The subsequent weekend rolls around. The statistician is ready to roll. But, on Friday afternoon, an error is found in a database load, and an entire weeks’ worth of data has to be reprocessed. The statistician understands, but is a little more than angry. However, the statistician impatiently waits his turn.
Finally, the weekend rolls around, and it is the statistician's turn. The analysis is submitted. The statistician comes in on Monday, and the results are really good. However, in discussing the results with the marketing organization, it is decided that a different type of sale is needed. The statistician quickly adjusts the parameters and is ready to resubmit.
The problem is that the database administrator tells the statistician that the earliest that the next analytical run can be scheduled is a month from the current date.
The statistician and the marketing department are really miffed. They claim that the bottom line of the business is being impacted by the inability to run statistical analysis as desired. The database administrator points out that if the large statistical analysis is submitted in the middle of the data warehouse day, that service will cease to be acceptable for all the regular users of the data warehouse.
Who is right and how can this circumstance be resolved?

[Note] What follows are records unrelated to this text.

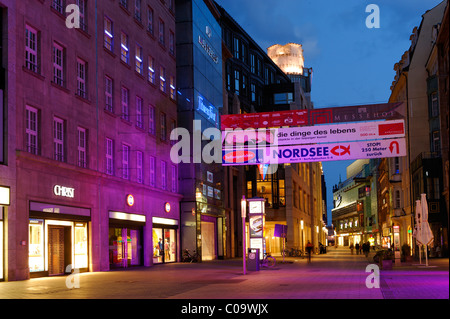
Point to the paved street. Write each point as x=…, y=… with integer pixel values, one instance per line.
x=336, y=275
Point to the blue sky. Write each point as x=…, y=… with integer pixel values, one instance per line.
x=351, y=63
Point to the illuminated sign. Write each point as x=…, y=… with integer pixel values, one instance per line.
x=64, y=191
x=207, y=109
x=130, y=200
x=208, y=49
x=315, y=153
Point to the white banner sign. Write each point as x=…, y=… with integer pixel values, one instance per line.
x=357, y=131
x=315, y=152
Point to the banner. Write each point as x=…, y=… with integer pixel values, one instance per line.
x=359, y=113
x=315, y=152
x=358, y=131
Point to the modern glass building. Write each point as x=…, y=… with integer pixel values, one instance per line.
x=200, y=99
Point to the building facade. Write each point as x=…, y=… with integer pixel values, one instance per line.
x=255, y=83
x=417, y=83
x=98, y=189
x=200, y=100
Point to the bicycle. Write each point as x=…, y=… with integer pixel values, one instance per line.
x=268, y=261
x=188, y=257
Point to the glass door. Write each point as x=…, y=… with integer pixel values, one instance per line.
x=124, y=247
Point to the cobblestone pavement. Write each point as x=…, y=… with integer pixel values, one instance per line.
x=335, y=275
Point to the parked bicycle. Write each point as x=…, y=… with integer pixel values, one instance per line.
x=268, y=261
x=190, y=258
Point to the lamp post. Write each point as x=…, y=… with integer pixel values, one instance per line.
x=243, y=214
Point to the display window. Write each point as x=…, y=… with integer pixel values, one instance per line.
x=125, y=247
x=164, y=245
x=57, y=246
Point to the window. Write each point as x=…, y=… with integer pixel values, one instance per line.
x=82, y=6
x=163, y=126
x=236, y=48
x=237, y=81
x=151, y=119
x=162, y=32
x=58, y=5
x=283, y=98
x=171, y=42
x=162, y=79
x=58, y=64
x=150, y=20
x=125, y=110
x=436, y=145
x=151, y=70
x=139, y=117
x=139, y=170
x=81, y=78
x=109, y=94
x=108, y=37
x=137, y=10
x=124, y=3
x=125, y=161
x=31, y=130
x=152, y=171
x=397, y=199
x=31, y=49
x=58, y=139
x=124, y=51
x=163, y=175
x=139, y=62
x=82, y=147
x=174, y=179
x=434, y=104
x=109, y=156
x=172, y=88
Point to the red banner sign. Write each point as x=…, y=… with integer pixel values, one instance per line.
x=370, y=112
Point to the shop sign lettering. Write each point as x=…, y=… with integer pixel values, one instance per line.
x=63, y=191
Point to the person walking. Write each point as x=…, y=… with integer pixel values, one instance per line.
x=309, y=248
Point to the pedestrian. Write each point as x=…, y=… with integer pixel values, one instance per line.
x=309, y=248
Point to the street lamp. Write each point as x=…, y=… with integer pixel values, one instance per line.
x=243, y=214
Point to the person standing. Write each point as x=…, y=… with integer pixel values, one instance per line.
x=309, y=248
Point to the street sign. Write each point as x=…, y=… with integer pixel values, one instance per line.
x=357, y=131
x=315, y=152
x=358, y=113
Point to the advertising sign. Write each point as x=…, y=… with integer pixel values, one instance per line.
x=357, y=131
x=358, y=113
x=315, y=152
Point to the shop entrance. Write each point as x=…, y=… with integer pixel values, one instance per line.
x=59, y=249
x=125, y=247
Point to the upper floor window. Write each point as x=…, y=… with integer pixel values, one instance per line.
x=125, y=103
x=109, y=156
x=31, y=129
x=82, y=147
x=81, y=78
x=31, y=49
x=58, y=139
x=109, y=94
x=138, y=58
x=162, y=34
x=124, y=50
x=109, y=35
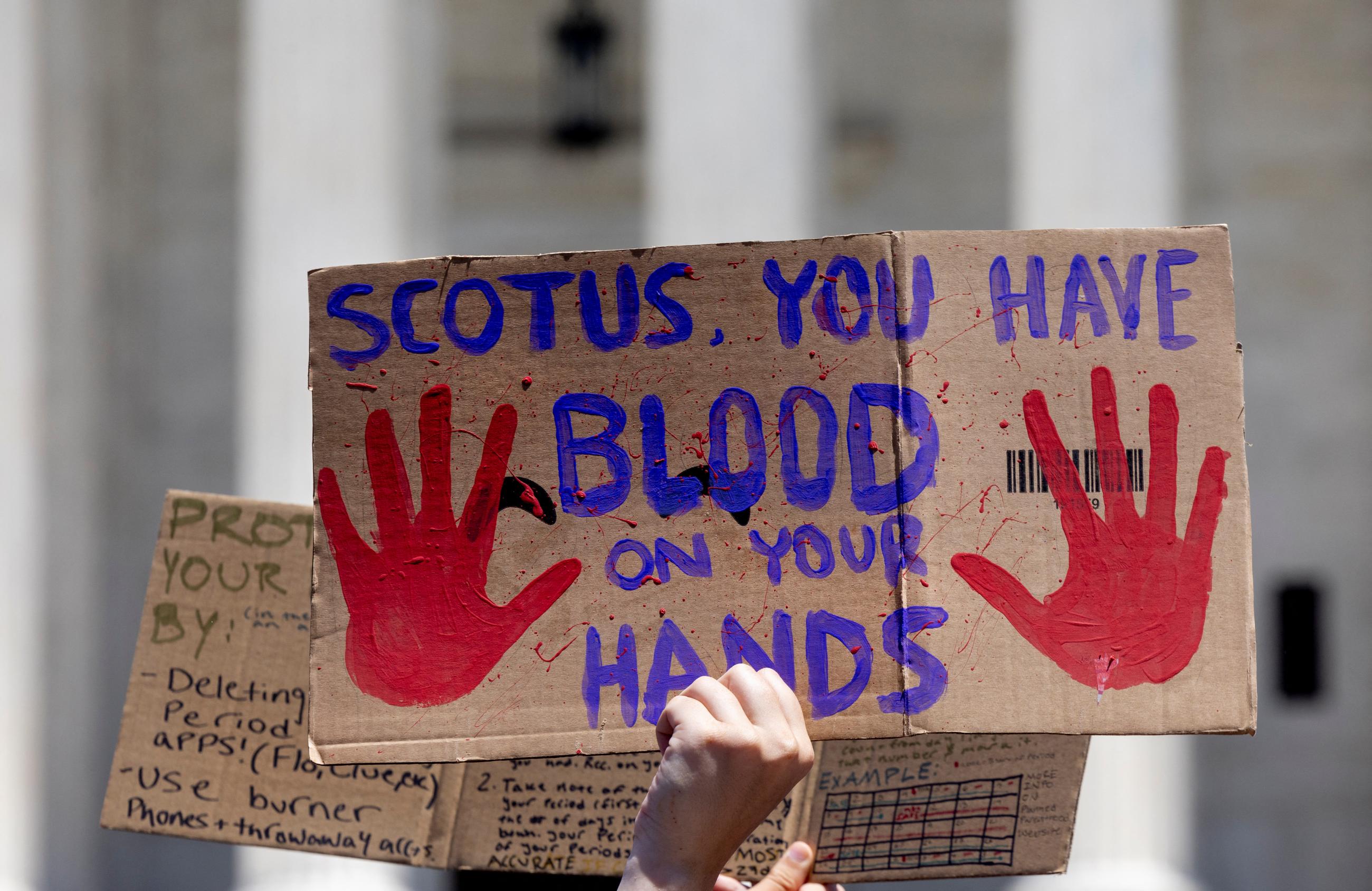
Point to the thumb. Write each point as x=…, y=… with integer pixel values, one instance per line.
x=790, y=871
x=999, y=589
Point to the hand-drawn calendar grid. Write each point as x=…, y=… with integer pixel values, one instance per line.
x=939, y=824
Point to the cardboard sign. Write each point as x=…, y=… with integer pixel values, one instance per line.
x=213, y=748
x=213, y=742
x=970, y=482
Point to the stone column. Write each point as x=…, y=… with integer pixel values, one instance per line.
x=327, y=180
x=733, y=121
x=21, y=530
x=1094, y=143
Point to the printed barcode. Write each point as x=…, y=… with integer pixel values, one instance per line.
x=1024, y=471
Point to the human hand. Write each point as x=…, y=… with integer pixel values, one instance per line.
x=732, y=750
x=1131, y=608
x=422, y=629
x=788, y=875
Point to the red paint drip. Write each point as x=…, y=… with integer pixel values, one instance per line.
x=540, y=646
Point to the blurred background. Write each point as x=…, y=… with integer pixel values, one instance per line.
x=170, y=169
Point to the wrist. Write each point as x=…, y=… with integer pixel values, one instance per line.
x=645, y=874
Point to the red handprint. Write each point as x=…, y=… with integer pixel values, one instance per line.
x=1132, y=605
x=422, y=629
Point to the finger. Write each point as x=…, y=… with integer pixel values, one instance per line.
x=681, y=715
x=790, y=706
x=483, y=502
x=1002, y=591
x=1205, y=509
x=756, y=697
x=1110, y=457
x=544, y=591
x=1076, y=514
x=790, y=871
x=1163, y=458
x=345, y=542
x=390, y=483
x=435, y=462
x=722, y=704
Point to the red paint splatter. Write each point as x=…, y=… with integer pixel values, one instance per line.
x=540, y=653
x=430, y=635
x=1132, y=606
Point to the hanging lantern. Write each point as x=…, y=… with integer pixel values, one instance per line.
x=581, y=102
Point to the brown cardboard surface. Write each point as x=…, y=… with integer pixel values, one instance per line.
x=213, y=742
x=220, y=759
x=424, y=652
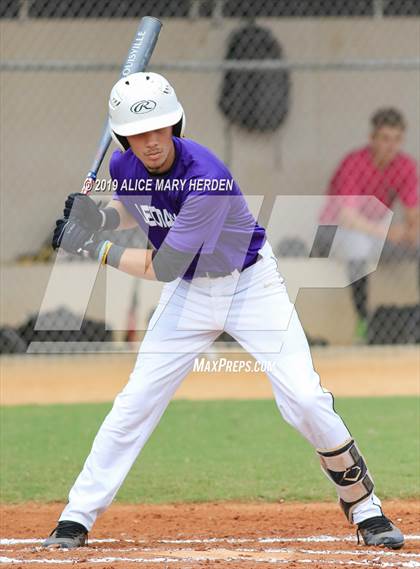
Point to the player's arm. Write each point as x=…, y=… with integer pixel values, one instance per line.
x=411, y=225
x=196, y=229
x=96, y=218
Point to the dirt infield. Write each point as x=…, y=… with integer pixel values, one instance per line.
x=220, y=535
x=91, y=378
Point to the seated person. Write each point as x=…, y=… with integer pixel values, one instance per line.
x=382, y=170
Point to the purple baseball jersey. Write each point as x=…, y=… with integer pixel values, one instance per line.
x=195, y=207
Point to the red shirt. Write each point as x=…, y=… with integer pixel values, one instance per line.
x=357, y=175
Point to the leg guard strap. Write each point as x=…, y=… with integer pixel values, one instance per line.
x=346, y=468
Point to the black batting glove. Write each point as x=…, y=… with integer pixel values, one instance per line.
x=75, y=239
x=89, y=214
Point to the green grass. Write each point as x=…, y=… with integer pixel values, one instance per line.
x=228, y=450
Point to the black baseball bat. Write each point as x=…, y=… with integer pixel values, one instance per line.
x=137, y=59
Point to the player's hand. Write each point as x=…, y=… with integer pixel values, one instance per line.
x=74, y=238
x=84, y=209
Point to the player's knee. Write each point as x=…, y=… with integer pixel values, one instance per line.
x=306, y=402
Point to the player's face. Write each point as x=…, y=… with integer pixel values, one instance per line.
x=386, y=142
x=155, y=149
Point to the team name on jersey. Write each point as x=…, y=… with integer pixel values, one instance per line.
x=154, y=216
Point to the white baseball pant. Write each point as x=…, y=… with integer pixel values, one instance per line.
x=254, y=308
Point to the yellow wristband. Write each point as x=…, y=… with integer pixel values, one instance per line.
x=105, y=252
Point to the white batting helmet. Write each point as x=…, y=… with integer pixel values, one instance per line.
x=142, y=102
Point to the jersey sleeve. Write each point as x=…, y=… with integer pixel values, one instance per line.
x=408, y=190
x=199, y=223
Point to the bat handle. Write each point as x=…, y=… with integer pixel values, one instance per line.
x=89, y=182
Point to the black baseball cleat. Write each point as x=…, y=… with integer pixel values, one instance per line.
x=67, y=535
x=380, y=531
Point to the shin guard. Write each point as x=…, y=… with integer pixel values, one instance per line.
x=346, y=468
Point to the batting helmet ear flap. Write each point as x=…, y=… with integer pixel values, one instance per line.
x=120, y=141
x=179, y=128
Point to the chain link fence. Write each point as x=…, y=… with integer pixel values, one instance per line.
x=283, y=91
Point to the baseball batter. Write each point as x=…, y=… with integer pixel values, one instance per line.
x=220, y=274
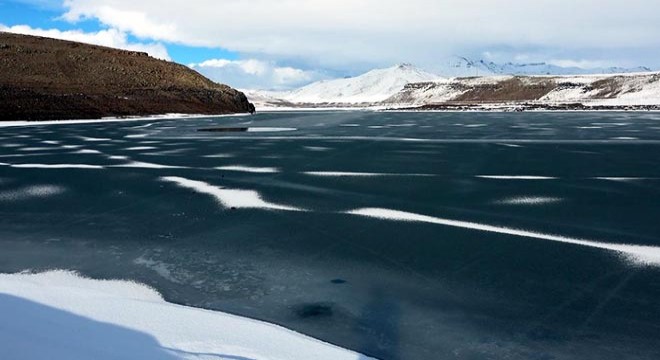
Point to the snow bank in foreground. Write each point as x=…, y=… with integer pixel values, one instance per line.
x=60, y=315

The answer is that both the statistician and the database administrator are right. But, there is a solution.
The Exploration Warehouse
Enter the exploration warehouse. The exploration warehouse is a physically separate data warehouse from the enterprise data warehouse. The primary objective of the exploration warehouse is to provide a place where the statistician can do his/her processing as frequently as the statistician likes, with no regard for the regular users of the data warehouse. Because the exploration warehouse is necessarily physically separate from the enterprise data warehouse, there can be no performance conflict between the two environments.
There are other good reasons for the separation of the exploration warehouse and the enterprise warehouse. One of these reasons is the need to freeze data in an exploration warehouse. In an enterprise warehouse, data is normally entered as soon as it is ready. In doing so, the enterprise warehouse contains the freshest data possible. However, in the exploration warehouse, it is often necessary to freeze the data. This is because when one iteration of processing is done and is compared with the results from a previous analysis, the data needs to be frozen. If the data is not frozen, then the results of one iteration of analysis may be due to a difference in data, not a difference in algorithms or analysis.